Studium: Master Masterstudio Design
Jahr: 2022
Mentor*innen: Werner Baumhakl, Alfredo Häberli, Nicole Schneider, Ralf Trachte
Aesthetics is a complicated matter. Beauty and ugliness result as a concept of personality, culture and zeitgeist. They are as ambiguous as they are instinctively univocal.
With her thesis, industrial designer Hanne embarked on a personal journey to find an understanding of her perception of beauty. In her thesis she deals with a theoretical and experimental confrontation of beauty through the redesign of a shopping trolley: a product, which Hanne perceives to be provokingly ugly, one she rather not uses although its functionality is highly beneficial.
Designers are often confronted with ideals of beauty in their practice. While creating a functioning object is a rather straightforward process, the look of it is anything but.
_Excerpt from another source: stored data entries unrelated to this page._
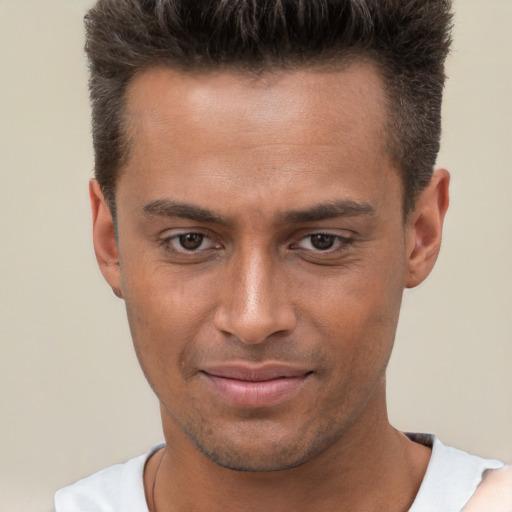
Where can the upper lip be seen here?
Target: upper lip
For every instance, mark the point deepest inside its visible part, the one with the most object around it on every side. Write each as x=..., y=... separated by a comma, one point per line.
x=255, y=373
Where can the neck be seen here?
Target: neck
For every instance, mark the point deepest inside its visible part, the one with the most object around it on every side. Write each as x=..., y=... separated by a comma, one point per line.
x=372, y=467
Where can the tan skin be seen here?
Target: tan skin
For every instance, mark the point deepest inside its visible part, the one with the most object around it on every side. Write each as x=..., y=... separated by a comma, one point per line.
x=300, y=261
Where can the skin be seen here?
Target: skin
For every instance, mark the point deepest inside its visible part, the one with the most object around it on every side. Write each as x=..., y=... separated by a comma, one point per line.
x=255, y=168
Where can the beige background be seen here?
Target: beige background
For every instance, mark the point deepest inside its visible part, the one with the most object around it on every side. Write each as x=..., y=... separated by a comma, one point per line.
x=73, y=399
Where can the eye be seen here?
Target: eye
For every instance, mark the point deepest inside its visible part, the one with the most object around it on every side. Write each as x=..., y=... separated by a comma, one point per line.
x=190, y=243
x=323, y=242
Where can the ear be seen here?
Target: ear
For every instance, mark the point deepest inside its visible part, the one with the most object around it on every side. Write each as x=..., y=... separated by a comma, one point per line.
x=104, y=238
x=425, y=227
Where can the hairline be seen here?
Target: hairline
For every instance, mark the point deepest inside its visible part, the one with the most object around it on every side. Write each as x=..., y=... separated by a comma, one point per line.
x=331, y=63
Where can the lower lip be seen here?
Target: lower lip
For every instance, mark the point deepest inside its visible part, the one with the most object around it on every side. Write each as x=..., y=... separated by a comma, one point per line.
x=245, y=393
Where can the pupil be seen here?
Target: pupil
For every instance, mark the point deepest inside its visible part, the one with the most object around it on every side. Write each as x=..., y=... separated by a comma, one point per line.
x=322, y=242
x=191, y=241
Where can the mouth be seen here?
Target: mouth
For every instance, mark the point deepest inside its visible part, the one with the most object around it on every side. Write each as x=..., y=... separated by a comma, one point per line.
x=255, y=386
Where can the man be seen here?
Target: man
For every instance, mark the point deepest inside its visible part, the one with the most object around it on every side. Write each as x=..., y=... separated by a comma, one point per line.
x=264, y=193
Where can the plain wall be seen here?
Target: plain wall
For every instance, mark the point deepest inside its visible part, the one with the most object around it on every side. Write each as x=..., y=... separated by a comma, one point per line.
x=73, y=398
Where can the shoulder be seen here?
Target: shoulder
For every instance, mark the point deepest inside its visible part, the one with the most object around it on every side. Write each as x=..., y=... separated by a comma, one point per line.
x=116, y=488
x=494, y=494
x=453, y=478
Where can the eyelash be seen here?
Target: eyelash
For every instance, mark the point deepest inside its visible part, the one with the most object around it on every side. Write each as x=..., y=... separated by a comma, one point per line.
x=343, y=242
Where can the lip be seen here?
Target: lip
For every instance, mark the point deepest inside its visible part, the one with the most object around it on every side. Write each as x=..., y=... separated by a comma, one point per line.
x=255, y=386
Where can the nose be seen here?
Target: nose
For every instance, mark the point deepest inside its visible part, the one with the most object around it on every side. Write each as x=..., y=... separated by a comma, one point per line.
x=253, y=302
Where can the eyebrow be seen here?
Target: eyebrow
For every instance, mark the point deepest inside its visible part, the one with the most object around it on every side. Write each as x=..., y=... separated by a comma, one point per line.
x=167, y=208
x=345, y=208
x=336, y=209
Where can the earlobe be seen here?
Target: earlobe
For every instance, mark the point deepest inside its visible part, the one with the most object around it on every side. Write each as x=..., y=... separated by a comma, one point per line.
x=425, y=228
x=104, y=238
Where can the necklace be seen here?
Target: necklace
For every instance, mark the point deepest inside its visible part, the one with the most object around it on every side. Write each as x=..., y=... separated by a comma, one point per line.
x=154, y=482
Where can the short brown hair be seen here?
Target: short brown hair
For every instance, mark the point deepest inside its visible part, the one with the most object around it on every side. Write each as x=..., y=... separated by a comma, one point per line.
x=407, y=39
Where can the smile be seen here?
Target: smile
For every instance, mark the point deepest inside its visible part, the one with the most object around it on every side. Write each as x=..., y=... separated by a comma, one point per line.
x=255, y=387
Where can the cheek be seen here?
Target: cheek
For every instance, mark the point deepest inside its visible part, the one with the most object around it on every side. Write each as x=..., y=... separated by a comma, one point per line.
x=166, y=313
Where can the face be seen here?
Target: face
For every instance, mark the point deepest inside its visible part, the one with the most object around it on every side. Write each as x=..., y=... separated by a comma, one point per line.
x=262, y=257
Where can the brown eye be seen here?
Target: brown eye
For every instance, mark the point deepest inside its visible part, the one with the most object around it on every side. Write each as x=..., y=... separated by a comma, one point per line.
x=191, y=241
x=322, y=242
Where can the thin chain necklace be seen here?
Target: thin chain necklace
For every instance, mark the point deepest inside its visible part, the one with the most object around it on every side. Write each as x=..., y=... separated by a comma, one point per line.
x=154, y=482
Through the strive for beauty, Hanne has come to the conclusion that aesthetics are defined through the context of the object: its societal worth we ascribe to it (colours, materials, other customers, who made it). To turn something ugly into something beautiful, one needs to redesign the narrative of the object. Designers become the narrators of their creations, and every design process requires them to actively reassess one’s concept of beauty.
With the redesigned shopping trolley, Hanne did just that. The result invites observers to challenge their personal concept and understanding of beauty and to trigger a discussion, which has, due to its subjectivity, often fallen short in the design discipline: is it beautiful?